C'est par le côté le plus vaste et le plus général qu'il aborda les grandes questions qui s'imposaient à sa curiosité ; il exposa ses idées sous le titre : Du principe général de la Philosophie naturelle (1853). Cet Ouvrage important est un exposé dogmatique des causes et des lois de la gravitation universelle, des lois de l'Astronomie, des lois de la Physique et de celles de la combinaison des atomes. Dans l'exposition de ces lois, Boucheporn rattache tous les phénomènes à l'hypothèse d'un fluide universellement répandu dans l'espace, qui avait été connue déjà par la philosophie des Grecs, puis renouvelée par Descartes, lequel eut le premier la pensée d'attribuer aux vibrations d'un semblable fluide le phénomène de la lumière.
L'idée d'un fluide universel s'est aujourd'hui graduellement substituée à celle du vide total et parfait qui avait été imaginé par Newton dans ses Principes mathématiques de la Philosophie naturelle.
L'originalité de la tentative de Boucheporn est d'avoir cherché à analyser tous les phénomènes naturels sans attribuer à la matière aucune qualité étrangère à ses deux propriétés essentielles : l'impénétrabilité et l'inertie. Il a cru trouver dans le mouvement même des corps, dans le fluide universel, cette cause unique qui détermine tous les phénomènes. Acceptant comme un fait indubitable que tous les corps soumis à la gravitation universelle sont à l'état de mouvement dans l'espace, il n'a plus vu de raison pour séparer le principe de l'attraction du fait réel d'un transport de tous les astres à travers le fluide éthéré qui remplit l'univers.
Il s'est posé dès lors ces questions : Le mouvement des corps dans l'éther résistant, mais dont la résistance combinerait ses effets avec ceux d'une excessive mobilité, de manière à ramener sans cesse le fluide, de tous les points de l'espace, vers le vide formé par le déplacement de ces corps, ne serait-il point cette cause réelle et efficace des lois de la gravitation universelle? Le mouvement des corps célestes ne pouvait-il se lier à la production de la lumière ? L'électricité et le magnétisme ne devaient-ils pas aussi trouver leur explication dans des phénomènes de mouvement ?

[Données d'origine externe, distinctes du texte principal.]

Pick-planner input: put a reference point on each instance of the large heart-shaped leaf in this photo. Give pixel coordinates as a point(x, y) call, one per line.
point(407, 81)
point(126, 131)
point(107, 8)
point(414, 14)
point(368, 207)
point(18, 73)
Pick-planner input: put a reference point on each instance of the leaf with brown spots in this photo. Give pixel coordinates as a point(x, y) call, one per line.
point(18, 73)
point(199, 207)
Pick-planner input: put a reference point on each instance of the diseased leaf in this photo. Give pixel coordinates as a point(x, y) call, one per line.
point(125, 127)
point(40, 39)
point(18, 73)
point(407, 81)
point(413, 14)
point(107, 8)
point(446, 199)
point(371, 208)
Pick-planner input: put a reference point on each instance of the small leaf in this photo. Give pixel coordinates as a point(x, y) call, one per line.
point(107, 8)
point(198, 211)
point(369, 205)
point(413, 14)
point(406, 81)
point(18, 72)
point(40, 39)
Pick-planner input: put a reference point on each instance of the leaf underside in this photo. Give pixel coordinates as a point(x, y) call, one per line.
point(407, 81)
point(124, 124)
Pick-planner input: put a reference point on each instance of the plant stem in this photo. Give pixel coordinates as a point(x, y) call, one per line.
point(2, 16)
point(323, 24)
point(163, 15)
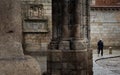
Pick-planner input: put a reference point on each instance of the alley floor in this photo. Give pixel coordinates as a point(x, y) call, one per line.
point(108, 64)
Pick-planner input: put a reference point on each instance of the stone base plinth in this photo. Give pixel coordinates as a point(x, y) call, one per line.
point(79, 45)
point(64, 45)
point(69, 62)
point(19, 66)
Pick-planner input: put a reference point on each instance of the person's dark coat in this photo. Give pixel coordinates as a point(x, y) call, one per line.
point(100, 44)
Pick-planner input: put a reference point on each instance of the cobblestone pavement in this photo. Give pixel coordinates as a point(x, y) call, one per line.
point(108, 64)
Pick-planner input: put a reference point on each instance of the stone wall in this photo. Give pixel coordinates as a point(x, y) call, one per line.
point(37, 31)
point(105, 25)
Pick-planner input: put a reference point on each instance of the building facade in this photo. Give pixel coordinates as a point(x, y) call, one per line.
point(105, 22)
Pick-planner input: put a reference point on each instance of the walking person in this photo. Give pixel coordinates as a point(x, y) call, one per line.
point(100, 45)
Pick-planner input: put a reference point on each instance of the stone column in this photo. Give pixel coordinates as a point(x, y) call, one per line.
point(54, 43)
point(64, 44)
point(78, 43)
point(12, 59)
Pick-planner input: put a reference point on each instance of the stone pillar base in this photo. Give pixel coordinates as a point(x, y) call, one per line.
point(69, 62)
point(79, 45)
point(19, 66)
point(64, 45)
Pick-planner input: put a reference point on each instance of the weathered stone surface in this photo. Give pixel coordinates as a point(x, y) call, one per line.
point(105, 25)
point(64, 45)
point(10, 28)
point(73, 62)
point(12, 59)
point(19, 66)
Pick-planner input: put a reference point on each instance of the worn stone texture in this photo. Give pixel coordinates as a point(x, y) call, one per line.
point(105, 25)
point(10, 28)
point(37, 37)
point(69, 62)
point(19, 66)
point(12, 59)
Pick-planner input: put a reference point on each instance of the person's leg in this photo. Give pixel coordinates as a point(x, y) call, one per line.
point(98, 51)
point(101, 51)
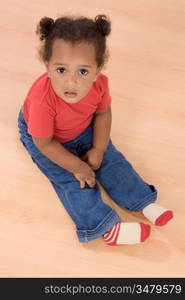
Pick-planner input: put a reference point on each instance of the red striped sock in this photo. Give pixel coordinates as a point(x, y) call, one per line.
point(127, 233)
point(157, 214)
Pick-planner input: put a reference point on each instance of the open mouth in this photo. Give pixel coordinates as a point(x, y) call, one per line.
point(70, 94)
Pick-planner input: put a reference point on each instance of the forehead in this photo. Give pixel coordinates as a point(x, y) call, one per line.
point(68, 51)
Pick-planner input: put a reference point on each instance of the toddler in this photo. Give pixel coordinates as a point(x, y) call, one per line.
point(64, 124)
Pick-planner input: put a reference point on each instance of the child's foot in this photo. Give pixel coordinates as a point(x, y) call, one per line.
point(127, 233)
point(157, 214)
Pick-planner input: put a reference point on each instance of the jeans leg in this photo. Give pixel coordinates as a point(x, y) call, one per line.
point(124, 185)
point(90, 214)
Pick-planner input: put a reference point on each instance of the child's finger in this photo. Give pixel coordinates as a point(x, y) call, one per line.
point(82, 184)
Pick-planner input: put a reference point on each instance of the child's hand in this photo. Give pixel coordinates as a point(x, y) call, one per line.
point(93, 158)
point(85, 174)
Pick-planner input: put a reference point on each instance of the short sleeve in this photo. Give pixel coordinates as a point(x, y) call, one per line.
point(41, 120)
point(105, 94)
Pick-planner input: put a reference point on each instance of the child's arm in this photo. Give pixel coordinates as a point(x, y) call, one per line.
point(58, 154)
point(102, 127)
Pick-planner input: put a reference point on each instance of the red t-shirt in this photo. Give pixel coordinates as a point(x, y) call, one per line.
point(46, 114)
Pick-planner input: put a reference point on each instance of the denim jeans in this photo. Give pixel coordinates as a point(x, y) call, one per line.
point(91, 215)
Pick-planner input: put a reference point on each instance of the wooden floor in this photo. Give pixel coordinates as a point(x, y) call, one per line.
point(147, 82)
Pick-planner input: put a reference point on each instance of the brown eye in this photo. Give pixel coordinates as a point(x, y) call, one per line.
point(62, 70)
point(83, 72)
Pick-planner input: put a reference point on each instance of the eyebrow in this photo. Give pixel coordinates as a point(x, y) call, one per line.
point(57, 64)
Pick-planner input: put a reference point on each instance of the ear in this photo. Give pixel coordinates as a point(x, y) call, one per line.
point(47, 67)
point(97, 73)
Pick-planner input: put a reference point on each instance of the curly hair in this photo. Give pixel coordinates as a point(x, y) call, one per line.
point(74, 30)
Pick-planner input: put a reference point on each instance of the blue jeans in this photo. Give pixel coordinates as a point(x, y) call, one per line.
point(91, 215)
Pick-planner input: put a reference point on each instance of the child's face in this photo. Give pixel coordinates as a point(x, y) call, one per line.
point(72, 69)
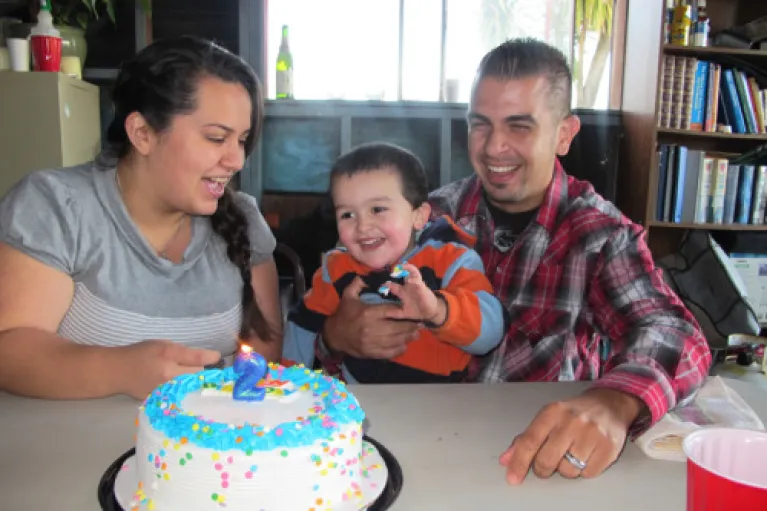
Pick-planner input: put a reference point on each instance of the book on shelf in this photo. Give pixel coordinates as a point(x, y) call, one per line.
point(702, 95)
point(703, 187)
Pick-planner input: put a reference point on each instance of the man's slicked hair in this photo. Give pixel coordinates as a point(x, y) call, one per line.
point(526, 57)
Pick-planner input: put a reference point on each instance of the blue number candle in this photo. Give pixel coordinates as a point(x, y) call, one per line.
point(251, 368)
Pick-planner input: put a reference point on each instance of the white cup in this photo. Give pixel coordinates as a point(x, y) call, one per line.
point(19, 53)
point(451, 90)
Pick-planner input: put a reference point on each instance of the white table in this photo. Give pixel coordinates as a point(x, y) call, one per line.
point(447, 439)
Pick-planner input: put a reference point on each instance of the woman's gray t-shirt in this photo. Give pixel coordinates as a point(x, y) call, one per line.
point(74, 220)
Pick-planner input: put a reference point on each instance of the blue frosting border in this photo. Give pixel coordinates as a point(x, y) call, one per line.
point(163, 409)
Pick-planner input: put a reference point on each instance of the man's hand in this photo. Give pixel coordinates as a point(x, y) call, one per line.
point(591, 427)
point(363, 330)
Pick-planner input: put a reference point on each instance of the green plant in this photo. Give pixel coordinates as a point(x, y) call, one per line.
point(82, 12)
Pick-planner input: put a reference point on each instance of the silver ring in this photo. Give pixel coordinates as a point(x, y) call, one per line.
point(580, 465)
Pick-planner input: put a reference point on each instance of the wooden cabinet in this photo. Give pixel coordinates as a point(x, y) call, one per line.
point(47, 120)
point(645, 51)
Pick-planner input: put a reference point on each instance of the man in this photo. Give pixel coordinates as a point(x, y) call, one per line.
point(572, 271)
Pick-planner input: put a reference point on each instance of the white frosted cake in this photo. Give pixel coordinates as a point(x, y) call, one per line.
point(300, 448)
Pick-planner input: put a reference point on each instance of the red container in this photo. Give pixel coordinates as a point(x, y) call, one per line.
point(46, 52)
point(726, 470)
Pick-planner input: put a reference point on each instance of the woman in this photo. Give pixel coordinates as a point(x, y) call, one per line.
point(120, 274)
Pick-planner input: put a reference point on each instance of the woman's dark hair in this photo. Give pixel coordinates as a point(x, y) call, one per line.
point(161, 82)
point(381, 155)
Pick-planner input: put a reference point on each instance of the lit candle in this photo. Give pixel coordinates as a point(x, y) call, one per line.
point(250, 367)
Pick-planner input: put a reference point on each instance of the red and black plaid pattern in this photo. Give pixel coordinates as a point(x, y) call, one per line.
point(585, 299)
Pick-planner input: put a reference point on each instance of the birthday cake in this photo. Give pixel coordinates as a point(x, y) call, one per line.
point(300, 448)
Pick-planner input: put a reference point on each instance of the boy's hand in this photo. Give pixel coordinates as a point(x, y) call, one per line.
point(419, 303)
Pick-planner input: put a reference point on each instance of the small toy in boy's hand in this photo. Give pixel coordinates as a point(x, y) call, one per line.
point(399, 272)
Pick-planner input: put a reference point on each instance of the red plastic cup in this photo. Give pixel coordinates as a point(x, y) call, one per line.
point(726, 469)
point(46, 52)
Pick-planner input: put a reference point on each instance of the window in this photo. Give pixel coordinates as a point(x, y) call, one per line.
point(350, 49)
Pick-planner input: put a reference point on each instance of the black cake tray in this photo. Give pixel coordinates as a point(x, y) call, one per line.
point(390, 493)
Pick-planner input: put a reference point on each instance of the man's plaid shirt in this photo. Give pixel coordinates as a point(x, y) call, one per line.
point(579, 275)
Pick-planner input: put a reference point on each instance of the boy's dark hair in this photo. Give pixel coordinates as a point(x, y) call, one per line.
point(525, 57)
point(382, 155)
point(161, 82)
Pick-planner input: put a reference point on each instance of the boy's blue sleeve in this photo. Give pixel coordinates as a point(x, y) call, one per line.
point(476, 320)
point(306, 319)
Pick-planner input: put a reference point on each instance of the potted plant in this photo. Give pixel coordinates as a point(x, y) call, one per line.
point(73, 17)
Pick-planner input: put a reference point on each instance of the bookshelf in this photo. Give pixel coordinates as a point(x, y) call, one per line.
point(645, 50)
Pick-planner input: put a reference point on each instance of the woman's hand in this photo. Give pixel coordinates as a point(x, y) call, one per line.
point(141, 367)
point(419, 303)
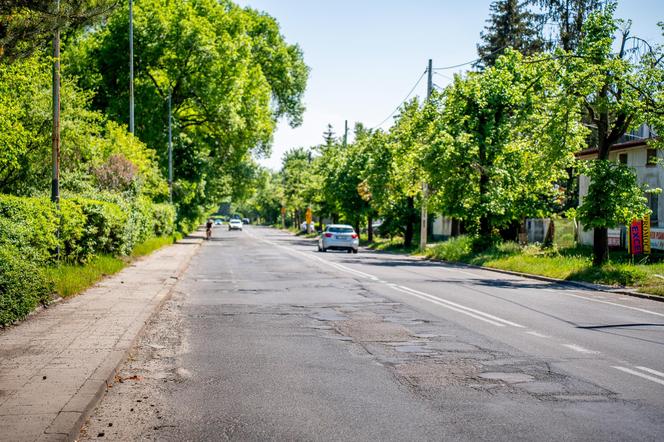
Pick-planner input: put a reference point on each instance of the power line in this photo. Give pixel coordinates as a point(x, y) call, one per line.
point(468, 62)
point(402, 101)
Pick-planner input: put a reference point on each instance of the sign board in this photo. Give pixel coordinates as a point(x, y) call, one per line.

On ne saurait guère imaginer une généralisation plus hardie; Boucheporn, en traitant ces difficiles questions, s'est heurté à de grandes difficultés; il en a laissé beaucoup d'irrésolues, il en a résolu quelques-unes avec habileté; il y a, en tous cas, dans sa tentative, quelque chose de prophétique, car on ne peut nier que les phénomènes de la Physique tendent de plus en plus à se grouper autour de l'hypothèse de l'éther et que la Science moderne, en établissant les lois des vibrations lumineuses, calorifiques, électriques, magnétiques s'éloigne de plus en plus de l'hypothèse du vide newtonien.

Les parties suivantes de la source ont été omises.